Railway interlocking systems are responsible to grant exclusive access to a route, that is a sequence of track elements, through a station or a network. Formal verification that basic safety rules regarding exclusive access to routes are satisfied by an implementation is still a challenge for networks of large size due to the exponential computation time and resources needed.

Some recent attempts to address this challenge adopt a compositional approach, targeted to track layouts that are easily decomposable into sub-networks such that a route is almost fully contained in a sub-network: in this way granting the access to a route is essentially a decision local to the sub-network, and the interfaces with the rest of the network easily abstract away less interesting details related to the external world.

Following up on previous work, where we defined a compositional verification method that started considering routes that overlap between sub-networks in interlocking systems governing a multi-station line, we attack the verification of large networks, which are typically those in main stations of major cities, and where routes are very intertwined and can hardly be separated into sub-networks that are independent at some degree.
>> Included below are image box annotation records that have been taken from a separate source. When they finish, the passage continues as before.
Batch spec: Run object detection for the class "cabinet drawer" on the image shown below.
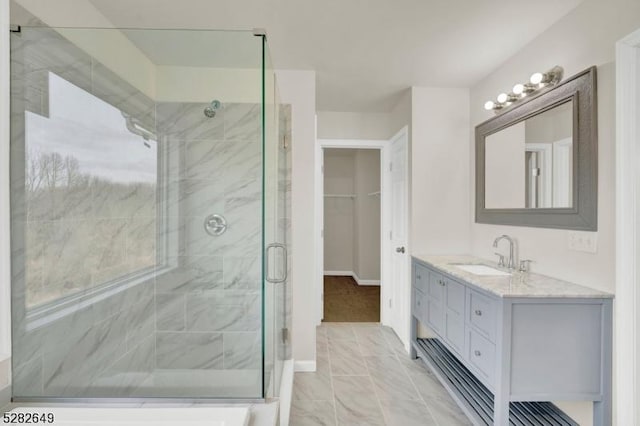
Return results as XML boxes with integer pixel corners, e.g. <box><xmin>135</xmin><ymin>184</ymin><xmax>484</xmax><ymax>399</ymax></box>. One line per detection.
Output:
<box><xmin>446</xmin><ymin>280</ymin><xmax>466</xmax><ymax>315</ymax></box>
<box><xmin>429</xmin><ymin>272</ymin><xmax>446</xmax><ymax>301</ymax></box>
<box><xmin>467</xmin><ymin>330</ymin><xmax>496</xmax><ymax>385</ymax></box>
<box><xmin>467</xmin><ymin>289</ymin><xmax>499</xmax><ymax>342</ymax></box>
<box><xmin>444</xmin><ymin>311</ymin><xmax>464</xmax><ymax>354</ymax></box>
<box><xmin>413</xmin><ymin>264</ymin><xmax>429</xmax><ymax>294</ymax></box>
<box><xmin>426</xmin><ymin>298</ymin><xmax>444</xmax><ymax>336</ymax></box>
<box><xmin>413</xmin><ymin>287</ymin><xmax>427</xmax><ymax>323</ymax></box>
At this regard, we study how the division of a complex network into sub-networks, using stub elements to abstract all the routes that are common between sub-networks, may still guarantee compositionality of verification of safety properties.

Keywords

Railway interlocking Compositional verification Model checking 

Notes

Acknowledgement

The authors would like to express their gratitude to Jan Peleska and Linh Hong Vu with whom Anne Haxthausen developed the RobustRailS verification method and tools used in the presented work.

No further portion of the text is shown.